Winboard Forum

by **Jaco van Niekerk** » 01 Aug 2006, 20:11

Hello all

I regard myself as new to the chess engine world, but enjoy it very much. I've decided on writing my engine in Java. I know Java well and once the Engine is good enough (giving Crafty a go, for example, he-he-he), I'll port it to C for that extra ooomph!

I have an interesting idea for learning, but I do not know if it has been implemented before. As a game is played, I will evaluate the opponent to judge whether he/she/it is playing better equal or much worse than the engine. (Who wins and does the opponent usually choose good moves, etc).

The series of board positions will then be stored in secondary storage to be used in future games (positions to avoid, etc). With a lot of repetition, the board positions that results in the most wins, will be chosen more often. Furthermore, a single hard-disk lookup per move will hardly require a lot of time.

Probably the first 10 moves or so. A sort of self-adapting, evolving opening book. Is this a stupid idea? Please pull this apart and tell me the drawbacks??

by **Ilari Pihlajisto** » 01 Aug 2006, 22:04

The series of board positions will then be stored in secondary storage to be used in future games (positions to avoid, etc). With a lot of repetition, the board positions that results in the most wins, will be chosen more often. Furthermore, a single hard-disk lookup per move will hardly require a lot of time.

At first this may sound like a good idea, but in the end it would fail in my opinion. If your engine plays against a weaker opponent and keeps winning, it will give a high score to pretty much all of its moves. And if the opponent is a lot stronger, your engine will give a bad score to every move.

To me it's very hard to reliably decide whether a move is good or bad based on wins/losses statistics, so I just generate my opening book from a big set of grandmaster games. The moves are then given a score based on the number of times they were played.

I'm also planning of implementing a simple learning book to prevent my engine from losing the same way twice. I haven't yet figured out how exactly I'm going to do that, but prof. Hyatt's publication on book learning has given me a lot of direction: http://www.cis.uab.edu/info/faculty/hyatt/learning.html

by **Jaco van Niekerk** » 02 Aug 2006, 08:50

Thanks for your input. I do not only use the fact that I win/lost against my opponent. I was thinking of the following:

Each time my opponent makes a move, I will check whether that move is in the top 5 moves that was identified in the previous search. I'll give 5 points for the best move, 4 for the next and so forth. If very bad moved are made, negative scoring is used. At the end I find an average to gauge the relative strength of my opponent.

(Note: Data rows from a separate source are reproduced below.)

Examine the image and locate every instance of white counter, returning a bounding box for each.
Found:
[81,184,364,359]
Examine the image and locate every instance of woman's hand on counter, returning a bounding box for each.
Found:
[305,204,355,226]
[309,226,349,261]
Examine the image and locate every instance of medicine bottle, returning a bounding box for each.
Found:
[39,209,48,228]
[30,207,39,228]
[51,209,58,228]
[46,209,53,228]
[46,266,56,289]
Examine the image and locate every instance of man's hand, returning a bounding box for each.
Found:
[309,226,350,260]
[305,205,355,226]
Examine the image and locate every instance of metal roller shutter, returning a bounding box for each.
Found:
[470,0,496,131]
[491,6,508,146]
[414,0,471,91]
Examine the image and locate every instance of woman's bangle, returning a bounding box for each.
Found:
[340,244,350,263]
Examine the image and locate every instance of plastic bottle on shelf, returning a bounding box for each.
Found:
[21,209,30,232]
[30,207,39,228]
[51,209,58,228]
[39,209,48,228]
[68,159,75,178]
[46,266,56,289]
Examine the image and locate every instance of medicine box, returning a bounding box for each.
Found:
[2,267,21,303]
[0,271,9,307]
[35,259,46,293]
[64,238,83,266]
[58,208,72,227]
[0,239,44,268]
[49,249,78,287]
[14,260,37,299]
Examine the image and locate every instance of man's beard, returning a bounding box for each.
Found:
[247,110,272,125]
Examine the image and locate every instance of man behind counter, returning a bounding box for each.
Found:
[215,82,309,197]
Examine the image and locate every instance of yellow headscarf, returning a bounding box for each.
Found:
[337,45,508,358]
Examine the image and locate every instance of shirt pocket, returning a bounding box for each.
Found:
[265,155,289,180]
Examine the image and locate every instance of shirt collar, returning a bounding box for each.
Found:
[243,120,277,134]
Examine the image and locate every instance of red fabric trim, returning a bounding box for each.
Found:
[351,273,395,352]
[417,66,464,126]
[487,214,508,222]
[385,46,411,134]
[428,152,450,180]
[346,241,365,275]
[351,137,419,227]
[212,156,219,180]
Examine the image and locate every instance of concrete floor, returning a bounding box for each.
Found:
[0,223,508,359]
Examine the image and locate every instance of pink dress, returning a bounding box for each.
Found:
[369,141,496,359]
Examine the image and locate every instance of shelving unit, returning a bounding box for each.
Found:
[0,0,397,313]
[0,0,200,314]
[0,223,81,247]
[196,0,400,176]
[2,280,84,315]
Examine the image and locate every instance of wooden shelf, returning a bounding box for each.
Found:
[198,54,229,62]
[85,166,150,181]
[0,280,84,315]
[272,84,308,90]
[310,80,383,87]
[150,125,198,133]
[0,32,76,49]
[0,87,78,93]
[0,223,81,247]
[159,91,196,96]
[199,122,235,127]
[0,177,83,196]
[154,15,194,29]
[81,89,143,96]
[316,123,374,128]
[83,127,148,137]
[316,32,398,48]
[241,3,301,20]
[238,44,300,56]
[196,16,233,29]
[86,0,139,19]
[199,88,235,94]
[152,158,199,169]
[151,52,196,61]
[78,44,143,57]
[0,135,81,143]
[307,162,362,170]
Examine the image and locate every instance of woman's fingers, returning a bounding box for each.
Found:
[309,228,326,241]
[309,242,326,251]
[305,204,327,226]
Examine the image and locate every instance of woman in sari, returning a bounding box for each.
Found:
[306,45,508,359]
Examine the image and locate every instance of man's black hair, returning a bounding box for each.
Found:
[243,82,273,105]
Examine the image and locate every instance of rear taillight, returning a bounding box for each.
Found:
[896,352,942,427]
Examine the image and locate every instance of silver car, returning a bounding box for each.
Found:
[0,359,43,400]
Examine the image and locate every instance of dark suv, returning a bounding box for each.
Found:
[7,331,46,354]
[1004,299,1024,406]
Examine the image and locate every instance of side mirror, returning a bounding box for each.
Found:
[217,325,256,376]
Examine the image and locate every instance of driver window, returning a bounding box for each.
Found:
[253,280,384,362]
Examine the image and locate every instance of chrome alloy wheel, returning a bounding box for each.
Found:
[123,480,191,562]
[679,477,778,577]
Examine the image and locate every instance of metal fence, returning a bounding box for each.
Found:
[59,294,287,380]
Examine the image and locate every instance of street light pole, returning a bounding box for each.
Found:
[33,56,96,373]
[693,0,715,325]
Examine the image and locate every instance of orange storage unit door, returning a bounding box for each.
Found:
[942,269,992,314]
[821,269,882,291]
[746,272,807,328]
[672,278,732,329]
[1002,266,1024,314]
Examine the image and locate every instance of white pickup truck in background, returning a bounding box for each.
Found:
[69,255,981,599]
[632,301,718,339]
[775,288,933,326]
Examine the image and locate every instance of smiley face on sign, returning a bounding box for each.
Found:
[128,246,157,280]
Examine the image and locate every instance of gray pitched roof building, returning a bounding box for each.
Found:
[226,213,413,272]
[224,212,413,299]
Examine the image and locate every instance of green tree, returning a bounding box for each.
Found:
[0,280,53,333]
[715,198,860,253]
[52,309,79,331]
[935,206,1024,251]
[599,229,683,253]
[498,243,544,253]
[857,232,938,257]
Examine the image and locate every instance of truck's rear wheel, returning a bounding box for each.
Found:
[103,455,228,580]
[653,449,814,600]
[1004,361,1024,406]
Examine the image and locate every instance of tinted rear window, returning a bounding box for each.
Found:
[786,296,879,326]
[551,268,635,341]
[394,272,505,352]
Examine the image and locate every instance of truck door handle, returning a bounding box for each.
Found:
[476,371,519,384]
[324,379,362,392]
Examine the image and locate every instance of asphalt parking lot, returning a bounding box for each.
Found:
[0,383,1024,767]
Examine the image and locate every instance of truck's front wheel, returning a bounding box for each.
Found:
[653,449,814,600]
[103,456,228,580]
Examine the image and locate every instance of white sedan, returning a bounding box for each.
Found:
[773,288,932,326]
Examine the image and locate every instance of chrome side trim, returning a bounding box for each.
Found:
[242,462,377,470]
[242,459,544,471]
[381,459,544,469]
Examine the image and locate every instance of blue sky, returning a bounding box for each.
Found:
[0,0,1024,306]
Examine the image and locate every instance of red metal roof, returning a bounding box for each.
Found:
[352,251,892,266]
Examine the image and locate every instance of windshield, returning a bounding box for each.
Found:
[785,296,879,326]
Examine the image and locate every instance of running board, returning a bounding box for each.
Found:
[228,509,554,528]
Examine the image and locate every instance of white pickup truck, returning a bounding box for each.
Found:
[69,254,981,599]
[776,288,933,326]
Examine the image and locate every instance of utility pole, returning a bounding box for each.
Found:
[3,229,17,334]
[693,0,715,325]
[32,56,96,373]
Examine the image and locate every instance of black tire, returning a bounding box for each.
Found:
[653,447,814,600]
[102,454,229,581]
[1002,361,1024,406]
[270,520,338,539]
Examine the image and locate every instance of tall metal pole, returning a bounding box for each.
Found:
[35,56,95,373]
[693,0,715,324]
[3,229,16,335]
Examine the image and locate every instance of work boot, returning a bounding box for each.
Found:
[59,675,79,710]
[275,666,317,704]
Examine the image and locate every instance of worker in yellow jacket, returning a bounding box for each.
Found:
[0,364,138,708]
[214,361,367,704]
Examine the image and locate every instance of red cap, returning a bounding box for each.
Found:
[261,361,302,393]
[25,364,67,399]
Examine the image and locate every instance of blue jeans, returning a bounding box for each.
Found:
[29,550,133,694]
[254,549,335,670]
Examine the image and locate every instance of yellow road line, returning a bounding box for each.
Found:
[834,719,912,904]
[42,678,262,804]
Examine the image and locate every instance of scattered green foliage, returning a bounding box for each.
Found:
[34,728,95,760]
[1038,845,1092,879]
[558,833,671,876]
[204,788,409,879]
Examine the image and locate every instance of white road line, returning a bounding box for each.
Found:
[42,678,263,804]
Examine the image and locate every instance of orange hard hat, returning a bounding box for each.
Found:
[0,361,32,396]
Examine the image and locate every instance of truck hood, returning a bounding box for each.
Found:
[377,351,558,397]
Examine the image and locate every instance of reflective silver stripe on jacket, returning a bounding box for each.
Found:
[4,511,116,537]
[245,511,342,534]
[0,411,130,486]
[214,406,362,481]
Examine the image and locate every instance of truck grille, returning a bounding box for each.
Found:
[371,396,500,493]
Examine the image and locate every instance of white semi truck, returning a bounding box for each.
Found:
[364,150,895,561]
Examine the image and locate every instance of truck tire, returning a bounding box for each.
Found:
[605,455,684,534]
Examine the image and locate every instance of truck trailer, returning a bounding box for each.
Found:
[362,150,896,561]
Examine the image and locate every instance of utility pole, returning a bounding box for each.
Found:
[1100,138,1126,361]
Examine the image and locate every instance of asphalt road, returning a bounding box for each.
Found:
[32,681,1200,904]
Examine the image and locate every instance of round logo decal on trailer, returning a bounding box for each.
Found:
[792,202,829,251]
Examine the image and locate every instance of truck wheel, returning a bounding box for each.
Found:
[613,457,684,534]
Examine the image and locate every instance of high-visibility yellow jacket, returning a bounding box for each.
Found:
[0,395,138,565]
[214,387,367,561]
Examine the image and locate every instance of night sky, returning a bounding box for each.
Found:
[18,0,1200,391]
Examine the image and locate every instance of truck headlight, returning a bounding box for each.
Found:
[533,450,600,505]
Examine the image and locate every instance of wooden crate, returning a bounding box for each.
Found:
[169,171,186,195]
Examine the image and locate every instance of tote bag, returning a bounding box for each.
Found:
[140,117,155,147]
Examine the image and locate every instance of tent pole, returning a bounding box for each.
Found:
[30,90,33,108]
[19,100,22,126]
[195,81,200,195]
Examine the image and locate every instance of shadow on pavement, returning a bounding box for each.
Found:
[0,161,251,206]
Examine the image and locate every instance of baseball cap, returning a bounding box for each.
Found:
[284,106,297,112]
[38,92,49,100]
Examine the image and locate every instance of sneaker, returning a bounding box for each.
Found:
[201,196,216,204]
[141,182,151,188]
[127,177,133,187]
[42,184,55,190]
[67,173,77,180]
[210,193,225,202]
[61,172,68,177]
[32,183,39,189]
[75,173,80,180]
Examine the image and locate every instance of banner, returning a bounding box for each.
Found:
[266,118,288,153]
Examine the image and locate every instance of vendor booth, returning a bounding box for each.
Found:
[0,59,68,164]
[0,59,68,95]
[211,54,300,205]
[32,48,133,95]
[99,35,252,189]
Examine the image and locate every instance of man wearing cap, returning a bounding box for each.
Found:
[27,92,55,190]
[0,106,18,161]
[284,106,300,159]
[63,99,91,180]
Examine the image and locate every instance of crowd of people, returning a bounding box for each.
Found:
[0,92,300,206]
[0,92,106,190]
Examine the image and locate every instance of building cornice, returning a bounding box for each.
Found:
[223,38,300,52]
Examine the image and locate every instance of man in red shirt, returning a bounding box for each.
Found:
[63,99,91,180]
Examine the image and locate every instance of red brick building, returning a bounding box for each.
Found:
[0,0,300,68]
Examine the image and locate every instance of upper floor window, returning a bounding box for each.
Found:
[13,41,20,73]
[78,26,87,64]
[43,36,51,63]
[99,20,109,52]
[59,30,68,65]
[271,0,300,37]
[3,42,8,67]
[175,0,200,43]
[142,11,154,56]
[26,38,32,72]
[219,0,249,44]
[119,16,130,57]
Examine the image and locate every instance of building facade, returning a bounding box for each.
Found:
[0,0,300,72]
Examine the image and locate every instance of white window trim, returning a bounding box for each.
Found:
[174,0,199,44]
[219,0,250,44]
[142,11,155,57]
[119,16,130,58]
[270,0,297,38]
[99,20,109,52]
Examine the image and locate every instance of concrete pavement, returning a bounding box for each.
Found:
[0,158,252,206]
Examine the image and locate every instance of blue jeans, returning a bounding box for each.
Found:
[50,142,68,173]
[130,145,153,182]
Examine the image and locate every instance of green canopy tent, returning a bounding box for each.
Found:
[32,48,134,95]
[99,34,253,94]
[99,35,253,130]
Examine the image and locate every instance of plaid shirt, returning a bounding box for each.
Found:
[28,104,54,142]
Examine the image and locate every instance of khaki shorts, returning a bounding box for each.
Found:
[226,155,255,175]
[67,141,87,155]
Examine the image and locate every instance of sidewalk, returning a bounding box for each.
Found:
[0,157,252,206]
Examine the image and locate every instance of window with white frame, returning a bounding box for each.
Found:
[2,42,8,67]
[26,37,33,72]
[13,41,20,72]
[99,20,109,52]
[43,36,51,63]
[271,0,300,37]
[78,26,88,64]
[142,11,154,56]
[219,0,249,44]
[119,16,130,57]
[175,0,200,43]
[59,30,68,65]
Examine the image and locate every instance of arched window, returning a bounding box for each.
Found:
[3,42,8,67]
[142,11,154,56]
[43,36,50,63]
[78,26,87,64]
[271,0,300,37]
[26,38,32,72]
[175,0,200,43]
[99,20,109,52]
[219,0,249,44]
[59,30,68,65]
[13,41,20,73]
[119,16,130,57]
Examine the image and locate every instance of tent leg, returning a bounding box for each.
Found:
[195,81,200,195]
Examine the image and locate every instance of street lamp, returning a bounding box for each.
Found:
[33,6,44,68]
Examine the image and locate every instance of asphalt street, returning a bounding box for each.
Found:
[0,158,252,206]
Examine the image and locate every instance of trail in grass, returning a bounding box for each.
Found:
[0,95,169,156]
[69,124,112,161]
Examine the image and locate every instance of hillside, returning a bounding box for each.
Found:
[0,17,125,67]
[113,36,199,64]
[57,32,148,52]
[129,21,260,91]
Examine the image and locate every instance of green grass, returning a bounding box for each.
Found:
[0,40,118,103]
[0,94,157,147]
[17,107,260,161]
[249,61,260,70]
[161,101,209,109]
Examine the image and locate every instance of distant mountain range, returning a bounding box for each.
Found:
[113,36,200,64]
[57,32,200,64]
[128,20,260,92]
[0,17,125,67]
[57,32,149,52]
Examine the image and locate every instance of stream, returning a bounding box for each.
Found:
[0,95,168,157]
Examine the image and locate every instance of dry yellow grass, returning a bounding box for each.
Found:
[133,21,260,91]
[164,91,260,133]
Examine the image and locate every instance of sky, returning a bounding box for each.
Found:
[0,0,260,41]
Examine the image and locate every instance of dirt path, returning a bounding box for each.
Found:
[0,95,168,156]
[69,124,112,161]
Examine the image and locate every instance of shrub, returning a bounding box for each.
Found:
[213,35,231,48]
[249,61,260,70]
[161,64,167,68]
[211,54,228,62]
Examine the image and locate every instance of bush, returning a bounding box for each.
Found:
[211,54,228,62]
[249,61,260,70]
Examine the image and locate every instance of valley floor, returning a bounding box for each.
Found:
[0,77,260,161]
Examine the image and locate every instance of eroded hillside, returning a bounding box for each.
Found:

If the engine looses against the opponent, he/she/it is probably better than the engine, so I use my OPPONENT'S moves to strengthen my opening book, not mine (the engine's) moves.

If I win, I strengthen the book, based on my moves and only if the opponent average score is high enough.

Win/Loose only will definitely weeken the opening book for the exact reasons you mentioned.

by **mjlef** » 02 Aug 2006, 14:23

Ther are several "learning" systems in use by various programs. One pretty safe method is just to save the results of each search in a "persistant has table". This table can be used in future games during the search to see that a given move sequence leads to a worse position than expected. Basically it extends the line of search along the path of past games. This means the program will see the effect of a bad move choice sooner, and avoid playing it by trying something else. The code is simple...just load that hash table from disk, during game play, store root positions, depths and scores in it, and save it to disk when you close the program. It is a very effective way to keep other programs or opponents from following the lines of a past game and winning the same way a second time.

Mark

by **Alvaro Begue** » 02 Aug 2006, 17:27

Mark's method has a problem, at least as described. Imagine your program makes a bad move and it only realizes how bad things are three moves later. Now we play again the same game. The program uses the stored scores, but the bad score is never accessed (well, until it is too late), since the hash lookup will match one of its predecessors and we will not get to explore farther into the branch.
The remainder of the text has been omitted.